Não há dois tempos de oração iguais. O Espírito Santo, fonte de contínua novidade, toma a iniciativa, atua e espera. Às vezes espera uma luta com secura, quando parece que não vem nenhuma resposta: nota-se então mais o esforço da vontade, sereno e tenaz, por fazer atos de fé e de amor, por Lhe contar coisas, por aplicar a inteligência e a imaginação à Sagrada Escritura, a textos da liturgia ou de autores espirituais; procurando-O com palavras ou apenas olhando-O. A atitude de procura é já diálogo que transforma, embora às vezes pareça que não encontra eco.
O importante é a determinação por manter a abertura ao diálogo com Deus, sem deixar que essa atitude decaia por rotina ou desalento.
Outras vezes irrompem ideias ou afetos que dão fluidez aos tempos de oração e ajudam a apercebermo-nos da presença de Deus. Nuns e noutros casos – com afetos, ideias, com vontade, ou sem ela – trata-se de que ponhamos as nossas potências nas mãos do Espírito Santo. Somos seus e Ele disse: Não posso Eu fazer o que quero com o que é meu?[2] Oração mental é diálogo com Deus, de coração a coração, em que intervém a alma toda: a inteligência e a imaginação, a memória e a vontade. Uma meditação que contribui para dar valor sobrenatural à nossa pobre vida humana, à nossa vida corrente e diária[3].
A única regra que Deus quis seguir é a que Se impôs ao criar-nos livres, esperar a nossa filial colaboração. Ao dispormo-nos para a oração, fá-lo-emos como filhos, lutando por manter a atenção neste Pai que quer falar conosco. Ao fim e ao cabo, o que se espera da nossa parte não é que haja facilidade na inteligência, ou que se inflame o coração com afetos. O importante é a determinação por manter a abertura ao diálogo, sem deixar que essa atitude decaia por rotina ou desalento.
Oração e plenitude
Deus fala de muitas maneiras; a oração é sobretudo escuta e resposta. Fala na Escritura, na liturgia, na direção espiritual, através do mundo e nas circunstâncias da vida: no trabalho, nas vicissitudes do dia ou no convívio com os outros. Para aprender esta linguagem divina convém dedicar algum tempo a estar a sós com Deus.
Falar com Deus é deixar que Ele vá ganhando protagonismo no nosso ser.

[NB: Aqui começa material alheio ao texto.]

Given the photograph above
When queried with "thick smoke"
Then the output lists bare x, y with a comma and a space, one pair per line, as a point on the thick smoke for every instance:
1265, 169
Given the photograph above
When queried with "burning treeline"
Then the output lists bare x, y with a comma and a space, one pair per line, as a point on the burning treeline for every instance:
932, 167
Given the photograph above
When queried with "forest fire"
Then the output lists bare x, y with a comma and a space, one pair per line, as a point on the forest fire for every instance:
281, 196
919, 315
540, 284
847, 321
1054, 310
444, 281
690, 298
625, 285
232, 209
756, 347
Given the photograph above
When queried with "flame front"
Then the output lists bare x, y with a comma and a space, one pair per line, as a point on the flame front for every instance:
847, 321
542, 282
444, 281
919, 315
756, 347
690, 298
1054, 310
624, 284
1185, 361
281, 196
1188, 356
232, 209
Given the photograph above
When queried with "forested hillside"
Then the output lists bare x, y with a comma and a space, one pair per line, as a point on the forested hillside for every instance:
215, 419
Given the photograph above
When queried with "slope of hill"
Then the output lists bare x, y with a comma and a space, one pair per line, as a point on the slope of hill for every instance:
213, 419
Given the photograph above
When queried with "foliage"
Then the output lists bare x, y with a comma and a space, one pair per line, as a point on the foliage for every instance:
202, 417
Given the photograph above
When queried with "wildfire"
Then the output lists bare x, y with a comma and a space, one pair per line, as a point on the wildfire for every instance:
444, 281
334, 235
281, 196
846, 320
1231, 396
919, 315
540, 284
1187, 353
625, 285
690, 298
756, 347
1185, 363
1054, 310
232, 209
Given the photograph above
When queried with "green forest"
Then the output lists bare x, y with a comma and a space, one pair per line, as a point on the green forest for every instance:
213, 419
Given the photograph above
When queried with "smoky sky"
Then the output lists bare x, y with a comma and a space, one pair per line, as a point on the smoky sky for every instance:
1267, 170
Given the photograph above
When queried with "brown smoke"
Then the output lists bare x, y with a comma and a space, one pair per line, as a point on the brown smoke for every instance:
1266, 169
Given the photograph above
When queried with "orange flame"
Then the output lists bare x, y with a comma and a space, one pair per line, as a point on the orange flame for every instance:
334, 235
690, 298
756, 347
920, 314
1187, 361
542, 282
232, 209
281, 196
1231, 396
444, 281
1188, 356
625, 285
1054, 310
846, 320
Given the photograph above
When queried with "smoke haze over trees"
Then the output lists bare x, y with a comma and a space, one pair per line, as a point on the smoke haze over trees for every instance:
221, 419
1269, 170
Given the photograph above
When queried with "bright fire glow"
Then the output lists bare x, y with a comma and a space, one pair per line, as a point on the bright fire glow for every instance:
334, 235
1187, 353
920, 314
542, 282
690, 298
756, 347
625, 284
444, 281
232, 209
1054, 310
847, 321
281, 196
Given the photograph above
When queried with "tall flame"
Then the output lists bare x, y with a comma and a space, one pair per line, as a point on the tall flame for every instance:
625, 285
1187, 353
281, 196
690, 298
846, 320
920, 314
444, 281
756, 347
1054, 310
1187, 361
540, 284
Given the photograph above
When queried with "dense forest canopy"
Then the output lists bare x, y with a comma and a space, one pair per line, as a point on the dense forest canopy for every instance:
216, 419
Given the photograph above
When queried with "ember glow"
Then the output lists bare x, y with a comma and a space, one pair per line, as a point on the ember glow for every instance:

Falar com Deus é deixar que Ele vá ganhando protagonismo no nosso ser. Meditar a vida de Cristo permite entender a nossa história pessoal, para abri-la à graça. Queremos que entre, para que transforme a nossa vida em reflexo fiel da Sua. Deus Pai predestinou-nos para sermos conformes com a imagem do Seu Filho[4], e quer ver Cristo formado em nós[5], para que possamos exclamar: Já não sou eu que vivo, é Cristo que vive em mim[6].
Especialmente no Novo Testamento, o melhor livro de meditação, contemplamos os mistérios de Cristo: revivemos o Nascimento em Belém, a vida escondida em Nazaré, as angústias da Paixão... Esta assimilação ao Filho realiza-a o Espírito Santo com eficácia; mas não é um processo mecânico diante do qual o batizado seria apenas um espectador assombrado; podemos colaborar filialmente com a ação divina, dispondo bem a vontade, aplicando a imaginação e a inteligência, dando passagem aos bons afetos.
Era isto que fazia São Josemaria, quando entendia os seus próprios sofrimentos, ao considerar a agonia de Cristo: E eu, que também quero cumprir a Santíssima Vontade de Deus, seguindo os passos do Mestre, poderei queixar-me, se encontro por companheiro de caminho o sofrimento?
Constituirá um sinal certo da minha filiação, porque me trata como ao Seu Divino Filho. E, então, como Ele, poderei gemer e chorar sozinho no meu Getsemani; mas, prostrado por terra, reconhecendo O meu nada, subirá ao Senhor um grito saído do íntimo da minha alma: Pater mi, Abba, Pater, ... fiat![7]
Falamos com Deus quando oramos, e a Ele ouvimos quando lemos as palavras divinas[8]; «a oração deve acompanhar a leitura da Sagrada Escritura para que se realize o diálogo de Deus com o homem»[9], um diálogo no qual o Pai nos fala do Filho, para que sejamos outros Cristos, o próprio Cristo. Vale a pena mobilizar as nossas potências à hora de rezar com o Evangelho. Primeiro, imaginamos a cena ou o mistério, que servirá para nos recolhermos e meditar. Depois, aplicamos o entendimento, para considerar aquele traço da vida do Mestre (…). Contamos-lhe então o que nos costuma suceder nestes assuntos, o que se passa conosco, o que nos está a acontecer. Permaneçamos atentos, porque talvez Ele queira indicar-nos alguma coisa: surgirão essas moções interiores, o cair em si, as admoestações[10]..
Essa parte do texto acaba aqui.